Cowen and Company, LLC, Piper Jaffray & Co. and Nomura Securities International, Inc., in their sole discretion, may release our common stock and other securities subject to the lock-up agreements described above in whole or in part at any time. When determining whether or not to release our common stock and other securities from lock-up agreements, Cowen and Company, LLC, Piper Jaffray & Co. and Nomura Securities International, Inc. will consider, among other factors, the holders reasons for requesting the release, the number of shares for which the release is being requested and market conditions at the time of the request.

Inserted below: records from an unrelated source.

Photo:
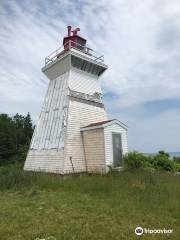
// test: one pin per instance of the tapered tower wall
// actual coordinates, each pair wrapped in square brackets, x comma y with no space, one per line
[80,114]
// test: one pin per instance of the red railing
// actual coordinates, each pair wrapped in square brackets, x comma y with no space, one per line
[73,45]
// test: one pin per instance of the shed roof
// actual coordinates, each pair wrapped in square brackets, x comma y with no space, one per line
[103,124]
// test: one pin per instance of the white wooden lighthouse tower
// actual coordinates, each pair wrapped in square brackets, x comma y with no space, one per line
[72,102]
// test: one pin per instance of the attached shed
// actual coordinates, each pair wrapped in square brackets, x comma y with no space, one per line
[105,143]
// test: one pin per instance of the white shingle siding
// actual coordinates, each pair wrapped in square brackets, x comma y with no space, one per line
[45,160]
[108,130]
[94,150]
[88,84]
[48,132]
[79,115]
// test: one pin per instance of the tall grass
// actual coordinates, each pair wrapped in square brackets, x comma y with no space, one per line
[37,205]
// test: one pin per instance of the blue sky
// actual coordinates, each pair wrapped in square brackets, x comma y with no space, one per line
[141,44]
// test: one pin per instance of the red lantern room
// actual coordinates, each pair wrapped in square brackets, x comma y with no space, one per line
[73,40]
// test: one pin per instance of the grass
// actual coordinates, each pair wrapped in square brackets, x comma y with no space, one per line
[41,206]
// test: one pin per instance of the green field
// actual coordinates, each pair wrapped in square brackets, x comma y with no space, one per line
[41,206]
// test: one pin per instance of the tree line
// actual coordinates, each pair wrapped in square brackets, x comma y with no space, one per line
[15,137]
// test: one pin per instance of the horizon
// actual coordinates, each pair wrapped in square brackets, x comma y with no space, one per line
[141,86]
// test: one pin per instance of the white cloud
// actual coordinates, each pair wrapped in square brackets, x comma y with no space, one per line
[140,40]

Electronic Offer, Sale and Distribution of Shares
A prospectus in electronic format may be made available on the websites maintained by one or more of the underwriters or selling group members, if any, participating in this offering and one or more of the underwriters participating in this offering may distribute prospectuses electronically. The representatives may agree to allocate a number of shares to underwriters and selling group members for sale to their online brokerage account holders. Internet distributions will be allocated by the underwriters and selling group members that will make internet distributions on the same basis as other allocations. Other than the prospectus in electronic format, the information on these websites is not part of this prospectus or the registration statement of which this prospectus forms a part, has not been approved or endorsed by us or any underwriter in its capacity as underwriter, and should not be relied upon by investors.
Other Relationships
Certain of the underwriters and their affiliates have provided, and may in the future provide, various investment banking, commercial banking and other financial services for us and our affiliates for which they have received, and may in the future receive, customary fees. In addition, the underwriters of this offering of common stock are also the underwriters for the concurrent offering of notes.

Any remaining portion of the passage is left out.